The follow up question was 'What's inside your gourd that you just won't let go?' Depending on the size of your gourd....mine fills the room ...you might have quite a lot of problems or situations that you can't quite let go. Unforgiveness is a big one for me, and to quite a lot of people. I just don't quite know how to let things completely go and move on.

What's the use in dwelling on events that have happened in the past? How do I move on? I know for one thing that this is not something I can do myself. Just as I have been forgiven and loved unconditionally through the love of Jesus Christ, I am commanded to extend that love and forgiveness to others, no matter what the circumstance. It just doesn't come easy, does it?

But God is giving me more to live for every day. I see now that God needs me to clear out the cobwebs and make room for more love. Yet another confirmation that I'm right where I need to be.

At Last

Meant for each other...


Tuesday, January 27, 2009

southern hospitality: 'They're not NKOTB anymore'

I've been living below the Mason Dixon line for almost three months now. People talk about southern hospitality all the time, but it's not really people being nice to you. I don't think they know how to be rude or ignore people. My radar was a lot stronger when I first moved here. While I still have the feeling that I'm an alien transported from a different planet, things aren't quite as shocking now as at first. Although, I will never get used to the three Confederate flags I pass on the way to work.

The day before Halloween, I venture into 'town' to open a bank account. 'Town' is a land of strip malls--something not too unfamiliar in Ohio. Hoping not to make eye contact with anyone and just 'be,' I sit down to wait and pull out my book while in the waiting room at the bank. An old woman just has to speak to me and comment on what I'm doing. "Yep, I'm reading." And then finally here she comes. My favorite southerner thus far. We'll just call her Tammy. Tammy is in her mid-thirties, dyed blond hair with tons of make-up and a bit overweight. I step into her tiny, depressing bank office and would like to get this done as soon as possible. Mini blinds depress me.

In the midst of all the paperwork, Tammy mentions that she went to a concert last night and she's a bit tired. What concert? I ask. New Kids on the Block.
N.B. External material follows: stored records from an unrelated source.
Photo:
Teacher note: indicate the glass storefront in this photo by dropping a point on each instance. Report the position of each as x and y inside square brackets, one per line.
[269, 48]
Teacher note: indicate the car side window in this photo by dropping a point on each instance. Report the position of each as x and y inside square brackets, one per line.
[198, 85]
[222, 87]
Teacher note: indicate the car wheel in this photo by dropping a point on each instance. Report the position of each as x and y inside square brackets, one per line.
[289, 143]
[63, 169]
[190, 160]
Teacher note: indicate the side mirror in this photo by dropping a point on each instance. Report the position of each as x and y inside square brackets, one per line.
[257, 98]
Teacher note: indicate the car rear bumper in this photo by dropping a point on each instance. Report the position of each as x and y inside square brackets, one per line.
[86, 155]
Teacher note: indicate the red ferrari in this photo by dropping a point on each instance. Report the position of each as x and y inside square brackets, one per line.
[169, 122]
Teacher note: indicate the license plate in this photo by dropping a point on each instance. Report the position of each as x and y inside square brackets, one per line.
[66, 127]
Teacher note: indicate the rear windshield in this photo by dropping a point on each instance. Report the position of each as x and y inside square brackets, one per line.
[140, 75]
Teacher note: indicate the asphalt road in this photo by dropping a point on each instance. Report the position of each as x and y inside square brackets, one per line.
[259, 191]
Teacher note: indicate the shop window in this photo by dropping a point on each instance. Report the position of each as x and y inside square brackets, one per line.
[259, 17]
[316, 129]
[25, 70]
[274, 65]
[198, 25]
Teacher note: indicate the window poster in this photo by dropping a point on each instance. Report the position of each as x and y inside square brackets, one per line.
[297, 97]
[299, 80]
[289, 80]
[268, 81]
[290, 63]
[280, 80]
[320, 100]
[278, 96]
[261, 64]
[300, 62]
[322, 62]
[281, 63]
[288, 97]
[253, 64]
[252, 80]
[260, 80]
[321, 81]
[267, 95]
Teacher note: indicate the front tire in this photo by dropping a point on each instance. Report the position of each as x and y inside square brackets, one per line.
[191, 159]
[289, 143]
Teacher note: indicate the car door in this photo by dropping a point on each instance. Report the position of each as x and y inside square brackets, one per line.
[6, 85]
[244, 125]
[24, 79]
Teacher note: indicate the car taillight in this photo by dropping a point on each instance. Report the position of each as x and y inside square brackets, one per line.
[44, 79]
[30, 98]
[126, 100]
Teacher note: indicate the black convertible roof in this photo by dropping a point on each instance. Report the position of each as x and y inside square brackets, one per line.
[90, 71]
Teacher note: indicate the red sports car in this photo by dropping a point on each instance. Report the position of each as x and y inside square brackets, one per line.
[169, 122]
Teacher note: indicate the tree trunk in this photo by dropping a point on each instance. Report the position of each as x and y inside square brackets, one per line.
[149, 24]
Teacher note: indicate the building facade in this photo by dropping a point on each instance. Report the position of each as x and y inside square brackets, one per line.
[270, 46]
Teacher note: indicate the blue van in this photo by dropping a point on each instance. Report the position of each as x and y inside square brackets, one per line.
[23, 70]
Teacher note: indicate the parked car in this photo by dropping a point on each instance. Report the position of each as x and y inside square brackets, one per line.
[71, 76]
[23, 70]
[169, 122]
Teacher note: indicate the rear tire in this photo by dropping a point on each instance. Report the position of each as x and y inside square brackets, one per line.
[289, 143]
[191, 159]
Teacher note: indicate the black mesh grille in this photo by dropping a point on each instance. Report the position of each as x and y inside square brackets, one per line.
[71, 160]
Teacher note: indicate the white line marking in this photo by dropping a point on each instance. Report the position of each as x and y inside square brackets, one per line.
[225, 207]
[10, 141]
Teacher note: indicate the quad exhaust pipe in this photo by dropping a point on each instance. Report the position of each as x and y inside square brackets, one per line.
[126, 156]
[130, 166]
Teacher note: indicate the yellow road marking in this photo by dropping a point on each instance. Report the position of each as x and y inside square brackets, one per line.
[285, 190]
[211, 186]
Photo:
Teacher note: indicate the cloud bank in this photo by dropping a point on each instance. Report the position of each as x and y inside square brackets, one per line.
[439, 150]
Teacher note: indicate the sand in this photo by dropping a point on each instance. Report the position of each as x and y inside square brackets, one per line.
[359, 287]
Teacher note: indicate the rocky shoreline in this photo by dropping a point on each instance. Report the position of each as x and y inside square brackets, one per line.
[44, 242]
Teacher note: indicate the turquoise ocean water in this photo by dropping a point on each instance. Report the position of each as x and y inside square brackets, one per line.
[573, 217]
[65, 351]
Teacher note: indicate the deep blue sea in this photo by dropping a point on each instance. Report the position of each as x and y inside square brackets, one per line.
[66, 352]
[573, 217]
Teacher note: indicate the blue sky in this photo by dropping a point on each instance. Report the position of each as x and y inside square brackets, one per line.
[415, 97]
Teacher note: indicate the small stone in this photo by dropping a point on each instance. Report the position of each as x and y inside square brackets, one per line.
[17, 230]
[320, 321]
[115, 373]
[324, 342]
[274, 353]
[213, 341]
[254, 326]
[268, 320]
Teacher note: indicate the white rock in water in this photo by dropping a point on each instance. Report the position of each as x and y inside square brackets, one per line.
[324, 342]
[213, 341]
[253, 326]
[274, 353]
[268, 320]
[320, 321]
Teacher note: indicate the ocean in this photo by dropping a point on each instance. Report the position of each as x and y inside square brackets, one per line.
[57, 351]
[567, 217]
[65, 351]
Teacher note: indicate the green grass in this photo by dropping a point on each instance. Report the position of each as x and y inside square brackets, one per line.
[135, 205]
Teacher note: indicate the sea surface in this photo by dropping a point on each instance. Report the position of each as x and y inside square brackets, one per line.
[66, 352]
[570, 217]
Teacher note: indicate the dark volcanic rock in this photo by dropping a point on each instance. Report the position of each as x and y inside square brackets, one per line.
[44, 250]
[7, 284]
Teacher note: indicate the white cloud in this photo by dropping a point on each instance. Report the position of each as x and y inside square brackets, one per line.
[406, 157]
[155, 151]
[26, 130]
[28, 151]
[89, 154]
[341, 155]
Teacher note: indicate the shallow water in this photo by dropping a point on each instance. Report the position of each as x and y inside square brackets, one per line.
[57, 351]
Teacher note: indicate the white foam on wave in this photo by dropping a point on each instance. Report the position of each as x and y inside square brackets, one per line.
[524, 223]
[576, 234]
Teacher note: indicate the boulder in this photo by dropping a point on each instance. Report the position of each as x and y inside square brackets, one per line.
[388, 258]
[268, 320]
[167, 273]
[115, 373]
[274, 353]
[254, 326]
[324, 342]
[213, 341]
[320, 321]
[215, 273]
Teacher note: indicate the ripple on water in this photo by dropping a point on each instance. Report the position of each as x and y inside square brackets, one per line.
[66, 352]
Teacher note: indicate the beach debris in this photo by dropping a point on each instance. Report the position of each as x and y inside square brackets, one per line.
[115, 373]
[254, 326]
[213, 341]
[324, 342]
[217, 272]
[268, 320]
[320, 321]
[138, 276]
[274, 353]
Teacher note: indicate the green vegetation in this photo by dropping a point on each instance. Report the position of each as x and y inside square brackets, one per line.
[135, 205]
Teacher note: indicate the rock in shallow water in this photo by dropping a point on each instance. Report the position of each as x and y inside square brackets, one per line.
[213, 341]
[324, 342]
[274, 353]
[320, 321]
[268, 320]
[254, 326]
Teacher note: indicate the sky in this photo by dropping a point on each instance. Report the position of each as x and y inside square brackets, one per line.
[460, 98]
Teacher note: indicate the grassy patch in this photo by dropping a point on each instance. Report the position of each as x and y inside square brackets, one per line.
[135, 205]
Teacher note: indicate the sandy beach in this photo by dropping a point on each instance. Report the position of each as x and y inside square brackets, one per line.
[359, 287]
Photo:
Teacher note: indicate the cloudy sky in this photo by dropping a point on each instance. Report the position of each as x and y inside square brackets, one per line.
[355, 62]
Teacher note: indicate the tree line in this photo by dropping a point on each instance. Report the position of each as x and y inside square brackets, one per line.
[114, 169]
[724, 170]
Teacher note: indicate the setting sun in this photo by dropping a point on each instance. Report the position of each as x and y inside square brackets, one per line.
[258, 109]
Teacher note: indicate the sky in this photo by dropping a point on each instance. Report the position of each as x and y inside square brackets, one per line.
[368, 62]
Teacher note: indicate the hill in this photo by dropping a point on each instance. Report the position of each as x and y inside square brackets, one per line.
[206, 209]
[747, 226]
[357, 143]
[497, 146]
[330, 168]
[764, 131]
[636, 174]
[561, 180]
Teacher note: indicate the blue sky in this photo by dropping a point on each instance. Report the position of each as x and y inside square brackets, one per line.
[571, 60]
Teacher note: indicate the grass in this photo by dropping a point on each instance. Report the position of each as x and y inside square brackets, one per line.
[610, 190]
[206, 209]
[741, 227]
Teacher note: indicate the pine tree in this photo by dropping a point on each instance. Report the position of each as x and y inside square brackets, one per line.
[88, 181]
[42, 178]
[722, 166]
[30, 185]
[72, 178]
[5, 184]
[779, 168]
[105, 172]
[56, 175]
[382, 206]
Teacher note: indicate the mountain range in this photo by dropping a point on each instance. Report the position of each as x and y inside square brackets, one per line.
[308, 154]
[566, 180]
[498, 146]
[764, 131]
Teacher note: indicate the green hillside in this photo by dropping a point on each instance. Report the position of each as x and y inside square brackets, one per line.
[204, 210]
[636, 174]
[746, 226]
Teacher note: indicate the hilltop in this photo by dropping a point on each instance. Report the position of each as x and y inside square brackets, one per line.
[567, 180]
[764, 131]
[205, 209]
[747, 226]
And inside my head, I'm thinking that if I ever went to see NKOTB, I wouldn't ever tell anyone. But what comes out of my mouth is, "They're all still alive?" I have no idea how I didn't burst out laughing. But I managed to somehow let Tammy know that I was interested to get as much information out of her that I could. "I never really got into NKOTB," I said. "They're not NKOTB anymore," Tammy responded without a smile. Whoops. She then tells me what songs they sang, favorite hits which include "You've got the right stuff...baby!" "Step by Step" and "Hangin' Tough." I wanna puke all over myself, but after twenty minutes, all we've talked about is this band I thought for sure had fallen into the cracks and would only be brought out by VH1's Pop Up Video. By the end, she showed me her t-shirt she was wearing under her jacket and a nearly life size magazine with all their photos in it. I was dying. And then I realized that there are more people in this world like her if these punks are still holding concerts, and I stopped laughing on the inside...until I got to my car, of course, and called Kartika, who wondered why stuff like this always happens to me. I'm not sure, but I am grateful that people like Tammy do exist. I guess someones got to hang tough and keep bad 80's and 90's music alive.